I imagine lisp people find the current form to be of elegant design, and consistent with the language. It is also understandable that hash dicts can be a performance bottleneck and languages with fast dict lookup are awesome.

:purple_heart:

Edit: Didn't realize this comes as a consequence of the benchmark effort! Got confused there for a minute :)

h3rald commented 6 years ago

Believe me I didn't really want to implement a separate data type for dictionaries, but there are a few problems with the current design:

Not sure how I could speed up lookup with the current design... I could experiment with saving all lists to hash tables of some kind, but this is likely to cause even more problems.

Alternatively, we could have a new data type and keep it enumerable as a list as well.

For the notation, I am undecided between a JSON-like notation or something more minimal like this:

 ("a" : 1, "b": 2) ; dictionary using string keys
 ('c : 3, 'd : 4) ; dictionary using symbol keys
 (:) ; empty dictionary

Now... unfortunately : is also used to define symbols, so the above won't work really.

Maybe something hybrid and more concatenative like:

 {1 :a, 2 :b}

That could be considered a code block as well.

Gotta think about it really. It's gonna cause some compatibility breaks anyway.

Any thoughts? Proposals?

mwgkgk commented 6 years ago

Cixl uses comma to construct pairs: https://github.com/basic-gongfu/cixl#pairs - that underlie the implementation of tables, which are constructed explicitly with Table(...).

Curly brace syntax I think is a great idea. It could even work without commas: {1 :a 2 :b} - this is a good translation of something like clojure's {:a 1, :b 2}, with additional bonus of :a and :b actually sort of doing the same thing as in regular code. Hashmaps = local-scope variable lookup? Wow.

h3rald commented 6 years ago

Oh yes! Commas are not needed, you're right.

Now, the only problem is that although the define sigil syntax looks really cool,it cannot be used (currently at least) to define keys that contain spaces (in JSON is infrequent but allowed) or certain other characters.

We might have to settle for something like this:

{1 "key a" 2 'keyB}

or we could introduce a grouping syntax for sigils, which wouldn't be too bad I guess, i.e.:

 {1 :[key a] 2 :keyB}

A bit heavy but it could be useful in other contexts.

Still not sure on using the colon though... it looks cool but it doesn't quite make sense, unless we allow things like this as well:

 {1 "key a" define 2 "keyB" define}

Dictionaries could therefore be intended as code blocks that are immediately evaluated but they remain in their own scope (and retain their type}. Which means we could write:

 {1 :[key a] 1 1 + "keyB" define} :test1
 ; test1 is set to {1 :[key a] 2 :keyB}

And then:

 test1 /[key a] 
 ; Evaluates to 1

In this case dget could be used to retrieved symbols defined in an inner scope.

Wow OK, even more confusing, just brainstorming here...

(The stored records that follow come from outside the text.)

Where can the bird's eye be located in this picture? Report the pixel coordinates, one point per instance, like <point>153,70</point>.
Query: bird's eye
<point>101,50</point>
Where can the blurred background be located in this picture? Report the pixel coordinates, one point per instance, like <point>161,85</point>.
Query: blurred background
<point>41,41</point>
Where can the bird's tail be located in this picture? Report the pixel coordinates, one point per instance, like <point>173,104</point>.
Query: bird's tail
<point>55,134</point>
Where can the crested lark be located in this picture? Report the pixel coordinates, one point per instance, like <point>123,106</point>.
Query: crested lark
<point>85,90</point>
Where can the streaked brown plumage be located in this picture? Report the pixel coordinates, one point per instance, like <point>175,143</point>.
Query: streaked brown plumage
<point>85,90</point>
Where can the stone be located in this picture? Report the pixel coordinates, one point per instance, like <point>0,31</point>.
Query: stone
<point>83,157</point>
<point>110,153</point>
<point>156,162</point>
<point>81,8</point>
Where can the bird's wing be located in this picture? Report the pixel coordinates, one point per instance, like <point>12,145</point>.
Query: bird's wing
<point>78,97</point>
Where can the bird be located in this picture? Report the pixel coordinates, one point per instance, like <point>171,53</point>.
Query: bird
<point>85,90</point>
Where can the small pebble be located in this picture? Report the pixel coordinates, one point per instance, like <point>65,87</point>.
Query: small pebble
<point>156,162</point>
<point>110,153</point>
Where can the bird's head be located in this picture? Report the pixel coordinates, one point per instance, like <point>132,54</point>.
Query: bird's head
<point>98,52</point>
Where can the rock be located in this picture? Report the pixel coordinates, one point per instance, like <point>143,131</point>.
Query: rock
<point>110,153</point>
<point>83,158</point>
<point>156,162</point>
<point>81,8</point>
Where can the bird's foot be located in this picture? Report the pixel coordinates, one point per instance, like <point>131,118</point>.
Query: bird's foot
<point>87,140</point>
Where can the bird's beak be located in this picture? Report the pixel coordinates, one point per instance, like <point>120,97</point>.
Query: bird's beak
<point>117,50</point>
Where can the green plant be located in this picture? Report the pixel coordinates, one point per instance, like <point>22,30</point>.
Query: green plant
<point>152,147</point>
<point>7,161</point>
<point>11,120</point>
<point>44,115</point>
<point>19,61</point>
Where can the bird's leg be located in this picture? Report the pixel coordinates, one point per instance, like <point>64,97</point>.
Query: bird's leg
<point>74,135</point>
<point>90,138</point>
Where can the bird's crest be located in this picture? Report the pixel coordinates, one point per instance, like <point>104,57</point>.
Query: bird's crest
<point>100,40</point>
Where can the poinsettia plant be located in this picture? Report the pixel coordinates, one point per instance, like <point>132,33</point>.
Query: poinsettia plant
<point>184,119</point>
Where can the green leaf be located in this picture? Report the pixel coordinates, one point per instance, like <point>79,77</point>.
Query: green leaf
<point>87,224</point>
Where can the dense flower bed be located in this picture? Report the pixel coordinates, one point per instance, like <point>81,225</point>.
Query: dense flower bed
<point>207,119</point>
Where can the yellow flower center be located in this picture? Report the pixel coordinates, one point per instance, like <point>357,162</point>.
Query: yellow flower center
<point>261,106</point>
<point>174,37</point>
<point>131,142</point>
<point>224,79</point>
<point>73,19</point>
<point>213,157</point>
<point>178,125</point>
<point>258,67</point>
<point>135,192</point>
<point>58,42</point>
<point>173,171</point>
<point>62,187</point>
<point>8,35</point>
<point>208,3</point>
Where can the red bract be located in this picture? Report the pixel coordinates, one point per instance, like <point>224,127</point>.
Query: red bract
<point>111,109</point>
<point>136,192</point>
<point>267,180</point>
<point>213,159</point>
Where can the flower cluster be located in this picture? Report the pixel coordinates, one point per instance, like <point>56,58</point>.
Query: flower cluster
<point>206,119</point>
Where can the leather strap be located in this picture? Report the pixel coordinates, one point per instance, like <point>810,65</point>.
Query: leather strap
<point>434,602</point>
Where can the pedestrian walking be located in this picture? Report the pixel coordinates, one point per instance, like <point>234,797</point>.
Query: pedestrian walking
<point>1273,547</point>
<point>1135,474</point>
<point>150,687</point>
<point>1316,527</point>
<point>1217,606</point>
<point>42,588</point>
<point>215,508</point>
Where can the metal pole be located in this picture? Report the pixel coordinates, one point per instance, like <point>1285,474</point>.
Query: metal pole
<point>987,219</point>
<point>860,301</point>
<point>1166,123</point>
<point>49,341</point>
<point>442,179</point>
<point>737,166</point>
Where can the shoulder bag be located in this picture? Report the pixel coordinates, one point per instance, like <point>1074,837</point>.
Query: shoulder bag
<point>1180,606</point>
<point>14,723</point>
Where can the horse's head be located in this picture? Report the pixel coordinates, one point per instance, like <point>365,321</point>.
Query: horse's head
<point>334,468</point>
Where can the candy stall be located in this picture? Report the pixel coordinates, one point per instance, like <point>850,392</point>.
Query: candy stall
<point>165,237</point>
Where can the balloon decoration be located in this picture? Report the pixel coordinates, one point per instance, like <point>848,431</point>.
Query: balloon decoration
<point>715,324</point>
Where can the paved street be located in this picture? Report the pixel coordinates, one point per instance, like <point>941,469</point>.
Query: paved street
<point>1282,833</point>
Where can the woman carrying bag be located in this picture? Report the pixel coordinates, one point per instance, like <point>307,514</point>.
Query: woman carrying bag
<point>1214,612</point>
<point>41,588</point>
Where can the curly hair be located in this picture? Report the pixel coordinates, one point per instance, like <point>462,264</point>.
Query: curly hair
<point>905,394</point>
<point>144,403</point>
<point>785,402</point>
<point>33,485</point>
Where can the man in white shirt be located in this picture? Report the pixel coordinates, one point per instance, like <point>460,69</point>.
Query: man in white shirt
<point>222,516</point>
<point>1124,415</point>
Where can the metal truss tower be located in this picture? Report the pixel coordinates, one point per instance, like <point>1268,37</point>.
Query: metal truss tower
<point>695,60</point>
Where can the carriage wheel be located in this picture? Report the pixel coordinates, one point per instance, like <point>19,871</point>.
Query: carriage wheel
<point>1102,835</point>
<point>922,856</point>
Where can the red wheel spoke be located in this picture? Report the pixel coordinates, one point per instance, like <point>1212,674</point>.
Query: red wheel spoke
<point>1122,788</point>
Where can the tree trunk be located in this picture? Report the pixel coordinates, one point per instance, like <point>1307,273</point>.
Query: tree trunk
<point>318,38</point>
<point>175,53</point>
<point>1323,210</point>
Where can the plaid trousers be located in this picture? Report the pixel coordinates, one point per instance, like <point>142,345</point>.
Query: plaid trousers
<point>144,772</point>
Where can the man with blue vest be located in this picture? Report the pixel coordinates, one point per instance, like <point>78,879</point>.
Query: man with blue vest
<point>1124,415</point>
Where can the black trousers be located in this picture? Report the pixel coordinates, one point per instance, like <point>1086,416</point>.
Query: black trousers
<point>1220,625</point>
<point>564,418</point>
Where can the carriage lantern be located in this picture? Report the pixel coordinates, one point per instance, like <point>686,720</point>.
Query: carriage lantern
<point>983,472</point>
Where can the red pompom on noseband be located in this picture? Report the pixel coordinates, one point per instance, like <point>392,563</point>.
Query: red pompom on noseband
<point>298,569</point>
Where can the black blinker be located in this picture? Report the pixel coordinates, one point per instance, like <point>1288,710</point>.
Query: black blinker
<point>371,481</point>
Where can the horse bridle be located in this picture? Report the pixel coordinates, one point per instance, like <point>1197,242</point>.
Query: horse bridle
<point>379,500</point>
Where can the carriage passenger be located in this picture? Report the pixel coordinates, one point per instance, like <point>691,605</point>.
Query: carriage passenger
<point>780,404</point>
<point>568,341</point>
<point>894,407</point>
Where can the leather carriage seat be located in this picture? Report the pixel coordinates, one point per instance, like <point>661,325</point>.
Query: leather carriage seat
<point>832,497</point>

mwgkgk commented 6 years ago

Elixir quotes the atoms that have whitespace:

> is_atom(:atom_without_whitespace)
true
> is_atom(:"atom with whitespace")
true
> is_atom(:whitespace error)
** (SyntaxError) iex:3: syntax error before: whitespace

Allowing evaluation within dicts is very convenient and I think in spirit of the language. It should still allow making a dictionary of function references (quoted symbols in this case) without flattening it to the ground which probably would work with simple quoting?

> {(+) :first_function (-) :second_function} :our_dict
> 3 2 our_dict /first_function
5

Also just noticed that unlike quotes we're using a colon to define dicts. It's a common mistake for me to first try capture a quote with a colon then realizing it should be done with the equals sign or else it would dequote like a function. Since dicts evaluate in place, colon is more fitting, as it is more like an object than like a quote.

Evaluation within dicts is I think synonymous with dict initialization in any language. E.g. python:

> our_dict = {"first_value" : 3 + 4}
> our_dict["first_value"]
7
h3rald commented 6 years ago

Again, good points!

I agree on allowing quotations to be assigned as values, however at this point it would make more sense to keep using quote-defines (or = sigil) where appropriate:

 {(+) =add ((*)) :multiply}

If we just say that brackets are only used to separate a scope that then becomes accessible from outside via dget, dset etc., then one could also put any symbols in it.

The following therefore:

  {(+) =add (-) =multiply (*) #multiply}

Would still evaluate, like the previous program, to:

 {((+)) :add ((*)) :multiply}

...which the parser would have to re-create as the default representation of a dictionary (essentially list definitions of all the variables defined in it).

Anything better than this? :)

mwgkgk commented 6 years ago

If we just say that brackets are only used to separate a scope that then becomes accessible from outside via dget, dset etc., then one could also put any symbols in it.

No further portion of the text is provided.